Lasciate però sugli scaffali le vostre vecchie miniature di astronavi e space marines. Terra Mystica (d’ora in avanti “TM”) fa suo un vecchio assioma della letteratura fantastica: “i poteri della magia fantasy e della tecnologia fantascientifica sono equivalenti salvo che, tra qualche anno, alcuni prodigi tecnologici potrebbero diventare realtà”.
Ecco dunque 14 razze fantasy piuttosto tradizionali (ma possono esserne giocate al massimo 5 a partita) pronte a contendersi il predominio del mondo. Ognuna di esse privilegia un habitat naturale e per espandere la propria cultura non esiterà ad utilizzare ogni potere per terraformare i territori che la circondano. Qui, poco alla volta, costruirà ogni sorta di edificio (case, empori, fortezze, templi e santuari) che prima o poi si uniranno formando grandi città.
Vi attende quindi un epico scontro fra razze fantasy: un tema apparentemente incompatibile con l’impianto delle regole. Presto scopriremo che TM è un eurogame duro e puro al punto che, fra i coautori, fa capolino il nome di Uwe Rosemberg, che abbiamo già incontrato nelle recensioni di Le Havre e Caverna.
Negli eurogames, l’interazione fra i giocatori è spesso secondaria. Con buona pace della epic fantasy infatti TM non prevede né combattimento fra popoli né esplorazioni di lande selvagge. Questo renderà il gioco poco appetibile a molti amanti del genere.
D’altra parte gli eurogamer tendono a preferire giochi dove il fattore aleatorio è praticamente nullo e le probabilità di vittoria equamente divise fra i giocatori. TM invece non si sottrae alla necessità di diversificare i popoli: ciascuna razza ha due caratteristiche che la differenziano in modo molto marcato dalle altre. Inevitabilmente, almeno nelle prime partite, le razze non sembrano offrire un perfetto bilanciamento: con qualcuna risulterà più facile trovare le tattiche giuste che portano alla vittoria.
Nonostante TM sfidi parecchi stereotipi, è ormai stabilmente nelle primissime posizioni degli indici di gradimento di Board Game Geek. Un’impresa titanica per qualsiasi gioco, addirittura quasi inimmaginabile per un prodotto così atipico.
Apriamo la scatola cercando la soluzione del mistero. Il contenuto è quello di un eurogame “top class”: mappe e componentistica di legno sono di ottima qualità e, già da una prima occhiata, scorgiamo alcuni elementi che richiamano soluzioni che hanno dimostrato solidità ed efficienza in altri giochi di questo tipo. Nota importante: come sempre, non ci interessa la polemica “chi copia cosa” (anche perché non lo sappiamo!). Eventuali similitudini verranno sottolineate soltanto a beneficio di chi conosce i giochi citati.

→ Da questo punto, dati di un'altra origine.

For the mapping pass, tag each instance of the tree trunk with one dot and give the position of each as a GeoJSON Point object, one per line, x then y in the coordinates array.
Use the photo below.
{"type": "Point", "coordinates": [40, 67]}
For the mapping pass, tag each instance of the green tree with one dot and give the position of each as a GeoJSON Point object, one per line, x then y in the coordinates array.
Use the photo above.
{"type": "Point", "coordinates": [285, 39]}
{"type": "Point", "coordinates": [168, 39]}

La mappa modella un grande territorio dove la terraferma è suddivisa in esagoni di 7 diversi colori raffiguranti altrettante tipologie di terreno (Pianure, Paludi, Laghi, Foreste, Montagne, Lande Desolate e Deserto). La mappa/territorio è ricca di corsi d’acqua che disegnano tortuosi percorsi fra gli esagoni e che presto scopriremo avere un’importante funzione per rendere più dinamica l’espansione dei giocatori. Vista l’importanza della disposizione degli elementi sul tabellone, il gioco avrebbe forse meritato la stampa di una mappa alternativa sul retro.
La parte inferiore del tabellone è dedicata alla gestione di 6 azioni speciali il cui funzionamento mutuamente esclusivo (chi primo arrivo meglio alloggia) ricorda i sistemi worker placament. Il bordo, secondo consolidata tradizione, mostra una traccia numerata che serve a tener traccia dei punti vittoria.

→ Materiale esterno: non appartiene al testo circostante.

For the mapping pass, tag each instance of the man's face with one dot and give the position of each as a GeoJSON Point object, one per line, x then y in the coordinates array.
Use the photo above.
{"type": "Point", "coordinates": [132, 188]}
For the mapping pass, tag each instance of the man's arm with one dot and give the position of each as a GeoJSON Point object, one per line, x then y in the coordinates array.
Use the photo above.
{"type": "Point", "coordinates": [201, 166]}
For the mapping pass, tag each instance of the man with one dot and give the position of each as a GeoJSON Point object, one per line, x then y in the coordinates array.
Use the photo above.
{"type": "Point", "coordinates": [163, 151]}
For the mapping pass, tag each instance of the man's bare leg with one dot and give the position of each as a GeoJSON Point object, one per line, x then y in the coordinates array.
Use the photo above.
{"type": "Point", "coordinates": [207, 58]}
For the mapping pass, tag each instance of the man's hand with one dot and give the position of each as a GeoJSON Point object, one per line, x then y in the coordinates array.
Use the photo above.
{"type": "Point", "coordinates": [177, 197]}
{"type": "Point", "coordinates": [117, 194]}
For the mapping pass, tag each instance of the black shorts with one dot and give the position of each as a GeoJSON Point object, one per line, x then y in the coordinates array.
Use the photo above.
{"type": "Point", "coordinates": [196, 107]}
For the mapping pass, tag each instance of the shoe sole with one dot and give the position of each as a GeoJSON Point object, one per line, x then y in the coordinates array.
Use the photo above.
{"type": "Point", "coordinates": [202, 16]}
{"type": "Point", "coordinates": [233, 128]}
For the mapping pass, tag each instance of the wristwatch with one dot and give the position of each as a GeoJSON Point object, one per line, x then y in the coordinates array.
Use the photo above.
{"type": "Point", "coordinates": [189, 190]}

Concludono gli elementi del tabellone i 6 spazi destinati a gestire i bonus garantiti da ciascun turno di gioco. Appositi tasselli, pescati casualmente durante il setup, determinano quali costruzioni, possedimenti o specifiche azioni garantiscono punti vittoria o avanzamenti spot.
Altro elemento sono le pergamene, speciali tessere che scelte ad ogni turno permettono di guadagnare risorse aggiuntive salvo poi essere rimesse a disposizione degli altri giocatori per i turni successivi. Ad inizio partita ne viene selezionata una quantità proporzionale al numero di giocatori garantendo così una gamma di scelta ampia ma non esagerata. Chi ha giocato a Tzolkin troverà tutto questo molto familiare.
In entrambi i casi (bonus e pergamene), il gioco fornisce un numero di tessere superiore a quelle strettamente necessarie: così ogni partita fornisce un mix sempre leggermente diverso di questi elementi. Tutto questo garantisce rigiocabilità ed opzioni tattiche sempre diverse. Grazie a queste tessere, le strategie definitive, quelle che vincono sempre, sono solo un lontano ricordo.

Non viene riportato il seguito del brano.